The brainchild of Samenua Sesher, founder of the Museum of Colour, These Things Matter will feature the work of seven selected contemporary artists, one for each of the six artefacts on display, in addition to one piece reflecting the display in its entirety. Bunmi Ogunsiji, Grace Lee, Mina Atiq, Dirty Freud, Nilupa Yasmin, Mahmoud Mahdy and Johannah Latchem will each offer a personal response to their respective artefact through digital displays, art installations and sound. Collectively, the exhibition will take its visitors on a unique journey through the history of the slave trade by forcing them to consider the simple tools that ultimately enabled this systemic persecution.

Sesher credits her discovery of the so-called Slave Bible- a reworking of the Holy Bible that sought to deprive literate slaves from knowing of their right to freedom or dissuade them from thoughts of rebellion- as an initial source of inspiration. The Bible, which is currently held in the Bodleian’s collections, forms a central part of the exhibition.

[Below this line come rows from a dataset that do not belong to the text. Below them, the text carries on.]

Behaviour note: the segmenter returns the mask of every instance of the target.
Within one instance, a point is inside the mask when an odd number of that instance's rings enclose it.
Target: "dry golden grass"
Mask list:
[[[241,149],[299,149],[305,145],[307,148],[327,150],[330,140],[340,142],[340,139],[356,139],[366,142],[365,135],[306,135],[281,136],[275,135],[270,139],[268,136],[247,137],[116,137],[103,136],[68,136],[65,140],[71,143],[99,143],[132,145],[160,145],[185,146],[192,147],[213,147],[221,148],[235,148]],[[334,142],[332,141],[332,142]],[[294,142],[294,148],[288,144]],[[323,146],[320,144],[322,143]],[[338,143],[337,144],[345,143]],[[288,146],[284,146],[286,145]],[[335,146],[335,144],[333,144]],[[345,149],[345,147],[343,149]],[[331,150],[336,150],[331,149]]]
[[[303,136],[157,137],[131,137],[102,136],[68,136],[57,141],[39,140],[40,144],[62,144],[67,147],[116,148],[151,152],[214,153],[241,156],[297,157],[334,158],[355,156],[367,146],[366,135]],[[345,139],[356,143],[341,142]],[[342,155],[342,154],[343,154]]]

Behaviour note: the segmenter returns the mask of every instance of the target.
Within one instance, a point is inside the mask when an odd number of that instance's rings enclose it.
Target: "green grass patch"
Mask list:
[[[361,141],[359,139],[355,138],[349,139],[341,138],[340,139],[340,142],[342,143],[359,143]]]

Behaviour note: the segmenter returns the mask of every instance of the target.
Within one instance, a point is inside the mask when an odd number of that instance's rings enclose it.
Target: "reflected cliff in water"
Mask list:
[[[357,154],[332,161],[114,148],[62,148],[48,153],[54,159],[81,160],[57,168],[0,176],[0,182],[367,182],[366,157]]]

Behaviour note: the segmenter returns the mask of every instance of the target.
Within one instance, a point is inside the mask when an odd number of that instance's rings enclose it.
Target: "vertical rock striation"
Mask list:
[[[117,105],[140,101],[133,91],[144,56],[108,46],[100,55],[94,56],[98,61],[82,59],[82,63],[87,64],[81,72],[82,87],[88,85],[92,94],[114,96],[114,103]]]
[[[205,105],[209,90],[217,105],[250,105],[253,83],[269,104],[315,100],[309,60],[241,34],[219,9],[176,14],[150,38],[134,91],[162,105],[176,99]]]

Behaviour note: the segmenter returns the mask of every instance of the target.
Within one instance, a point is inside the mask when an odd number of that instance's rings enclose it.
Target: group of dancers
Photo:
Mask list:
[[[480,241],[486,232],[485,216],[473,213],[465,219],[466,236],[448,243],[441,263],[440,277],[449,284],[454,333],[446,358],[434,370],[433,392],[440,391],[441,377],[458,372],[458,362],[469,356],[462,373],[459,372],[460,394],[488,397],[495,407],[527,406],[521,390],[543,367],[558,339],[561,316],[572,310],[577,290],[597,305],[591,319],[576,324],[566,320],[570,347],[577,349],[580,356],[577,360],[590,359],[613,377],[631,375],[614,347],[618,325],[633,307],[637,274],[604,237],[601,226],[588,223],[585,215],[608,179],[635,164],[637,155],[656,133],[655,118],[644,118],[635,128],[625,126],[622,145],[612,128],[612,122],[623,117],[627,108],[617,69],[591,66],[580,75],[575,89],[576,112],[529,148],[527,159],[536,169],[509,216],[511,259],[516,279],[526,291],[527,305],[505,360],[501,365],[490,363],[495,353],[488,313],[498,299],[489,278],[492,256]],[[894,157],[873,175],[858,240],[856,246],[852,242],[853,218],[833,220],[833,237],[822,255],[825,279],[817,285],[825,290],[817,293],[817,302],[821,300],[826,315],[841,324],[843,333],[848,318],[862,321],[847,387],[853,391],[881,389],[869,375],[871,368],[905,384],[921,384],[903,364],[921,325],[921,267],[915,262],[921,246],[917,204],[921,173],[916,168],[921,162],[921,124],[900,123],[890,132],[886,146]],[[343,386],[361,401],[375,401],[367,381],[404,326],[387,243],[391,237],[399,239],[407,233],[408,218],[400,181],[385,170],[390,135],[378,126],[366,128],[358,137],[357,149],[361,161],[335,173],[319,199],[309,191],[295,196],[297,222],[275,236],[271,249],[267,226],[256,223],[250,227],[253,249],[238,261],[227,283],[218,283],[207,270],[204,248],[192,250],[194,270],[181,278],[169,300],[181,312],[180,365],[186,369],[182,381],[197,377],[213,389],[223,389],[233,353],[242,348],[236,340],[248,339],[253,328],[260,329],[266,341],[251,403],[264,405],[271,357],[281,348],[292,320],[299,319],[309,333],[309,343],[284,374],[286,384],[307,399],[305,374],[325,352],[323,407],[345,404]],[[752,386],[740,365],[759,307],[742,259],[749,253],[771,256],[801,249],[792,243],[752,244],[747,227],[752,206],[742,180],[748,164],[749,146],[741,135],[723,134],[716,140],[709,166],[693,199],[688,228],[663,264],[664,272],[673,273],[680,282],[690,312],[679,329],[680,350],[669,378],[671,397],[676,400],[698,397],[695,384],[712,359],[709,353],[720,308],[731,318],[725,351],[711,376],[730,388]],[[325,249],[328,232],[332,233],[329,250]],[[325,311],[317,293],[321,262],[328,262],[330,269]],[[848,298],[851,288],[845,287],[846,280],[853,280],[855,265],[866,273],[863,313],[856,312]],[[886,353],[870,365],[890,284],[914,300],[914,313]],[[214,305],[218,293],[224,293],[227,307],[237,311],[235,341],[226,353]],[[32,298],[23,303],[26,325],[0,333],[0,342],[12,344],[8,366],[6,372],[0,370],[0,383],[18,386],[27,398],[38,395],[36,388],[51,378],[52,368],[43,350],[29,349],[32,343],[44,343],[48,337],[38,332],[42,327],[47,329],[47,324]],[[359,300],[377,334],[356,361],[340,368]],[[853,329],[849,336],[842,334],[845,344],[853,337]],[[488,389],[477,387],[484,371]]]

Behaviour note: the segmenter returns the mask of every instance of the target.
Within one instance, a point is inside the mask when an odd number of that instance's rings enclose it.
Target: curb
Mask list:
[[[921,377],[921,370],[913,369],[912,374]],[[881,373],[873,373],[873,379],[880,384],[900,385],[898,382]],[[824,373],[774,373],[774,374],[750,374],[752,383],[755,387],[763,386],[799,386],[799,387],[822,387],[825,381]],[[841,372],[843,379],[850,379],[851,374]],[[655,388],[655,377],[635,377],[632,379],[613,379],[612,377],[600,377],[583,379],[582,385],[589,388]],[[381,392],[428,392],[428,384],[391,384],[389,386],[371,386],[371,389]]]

Of this discovery, Sesher has said: “Museum of Colour and the Bodleian were looking at how to build on our work together on Museum of Colour’s pilot exhibition, People of Letters. So, when I learnt about the ‘Slave Bible’, and that the Bodleian held a copy, I realised that we had the makings of a really compelling exhibition.”

She continued: ‘This exhibition will highlight the less discussed but conscious emotional manipulation in items like books and maps. Our co-curative process enabled us all to see the legacies in our societies today. The ongoing manipulation which makes some people think they are better than others and convinces other people that they are less.’

Antony Brewerton, Director of Academic Library Services at the Bodleian Libraries, said: “The Bodleian Libraries is honoured to partner with the Museum of Colour and Fusion Arts for such an important exhibition. Throughout history words and other mediums have been used to manipulate society and achieve certain outcomes, and the Transatlantic Slave Trade was no different. It is important that people know that and I am proud that the Bodleian is able to host such a necessary experience.”

These Things Matter also signals a new mode of collaboration within the culture and heritage sector whereby traditional, large-scale, organisations are increasingly looking toward working with micro partners, in the hopes of creating accessible visitor experiences. Kieran Cox, Artistic Director of Fusion Arts, has paid tribute to the featured artists, saying: “I specifically want to highlight and give gratitude to all the artists who have engaged with the artefacts and objects with such deep care, responsibility and generosity. The content of these documents evokes such strong, and raw, emotions that not only speaks to the atrocious emotional control, repression and violence of the past but also to the present-day everyday experience.”